Someone who is/was self-aware would not speak in terms of superiority, would they? Would they compare their self to others or would they simply work at becoming what they could in an ongoing way?
But wanting to become “real” at first needs to be seen then I rather think it does become a choice, a willingness to become.
Overcompensation is a matter of not seeing the forest for the trees, of acting from unconscious need, like trying to fill a cup which has a hole in it.
Why would anyone want to accept their self as such when they could move forward? And if someone were so inferior, could they be blamed for that? But it would take others to help them along
One can’t know that til the end. But evolution also does move forward from error. We’re all a bunch of mutants who have adapted some more than others.

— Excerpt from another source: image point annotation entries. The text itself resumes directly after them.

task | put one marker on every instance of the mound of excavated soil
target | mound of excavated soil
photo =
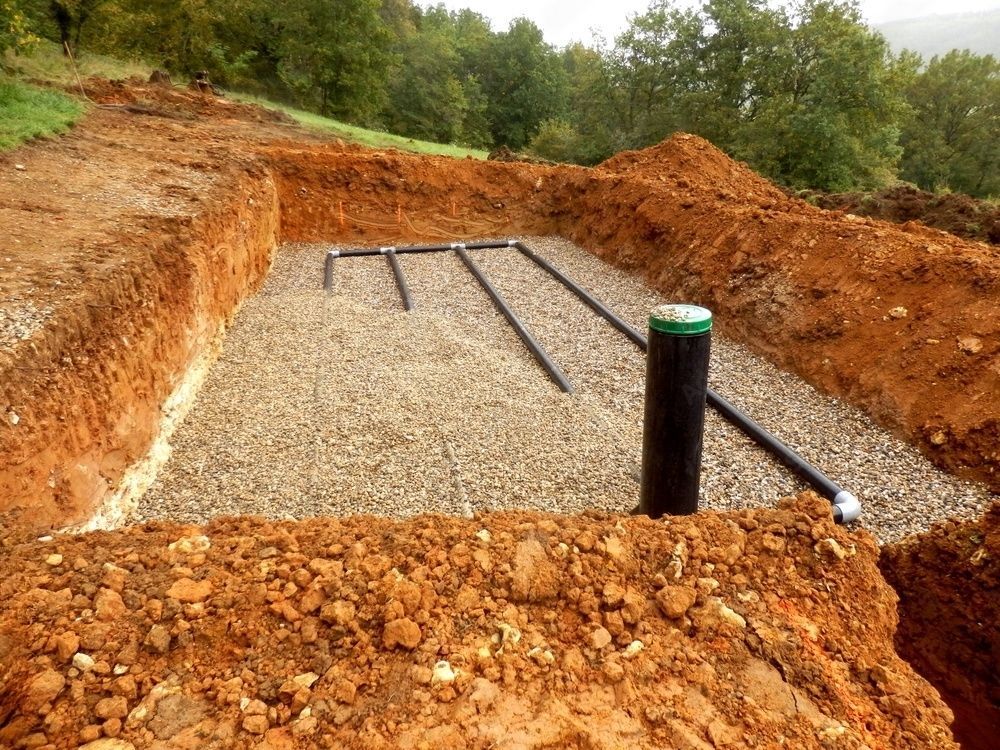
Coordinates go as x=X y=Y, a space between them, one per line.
x=948 y=581
x=692 y=163
x=958 y=214
x=140 y=97
x=514 y=630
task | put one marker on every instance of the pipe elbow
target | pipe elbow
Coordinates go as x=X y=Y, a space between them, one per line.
x=846 y=507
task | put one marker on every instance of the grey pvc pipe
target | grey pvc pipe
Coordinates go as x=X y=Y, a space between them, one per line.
x=404 y=288
x=362 y=251
x=846 y=507
x=328 y=270
x=501 y=304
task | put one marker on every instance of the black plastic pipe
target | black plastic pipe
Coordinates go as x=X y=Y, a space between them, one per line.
x=673 y=423
x=404 y=288
x=529 y=341
x=845 y=505
x=362 y=251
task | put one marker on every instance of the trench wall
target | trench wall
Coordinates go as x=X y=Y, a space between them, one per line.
x=99 y=386
x=806 y=288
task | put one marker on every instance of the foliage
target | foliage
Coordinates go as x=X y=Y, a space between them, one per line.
x=30 y=112
x=15 y=28
x=803 y=90
x=952 y=138
x=523 y=81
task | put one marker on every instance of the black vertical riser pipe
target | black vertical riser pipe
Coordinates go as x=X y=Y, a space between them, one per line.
x=846 y=505
x=529 y=341
x=404 y=288
x=674 y=415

I don’t think that that is his point. I had the impression that his point was just the opposite of what you said above. We are not the herd or the Borg.
But that’s just the beginning of the discussion. That’s looking at the shell but that shell has to be cracked open to see what’s inside.
But didn’t you just say different strokes for different folks, different predisposiitons, different moralities.
When you say “moralities” are you speaking in terms of self responding to “real” though subjective human values which might include “to do no harm as much as possible” or simply that one’s OWN way of being moral is naturally higher than that of others? In other words “How could it possibly be any other way”?! That’s just narcissism I feel.
Can you define stupid as you mean it here? Can it simply mean a different perspective, looking at things from a different lens perhaps, remaining open without feeling a need to have answers to all the questions?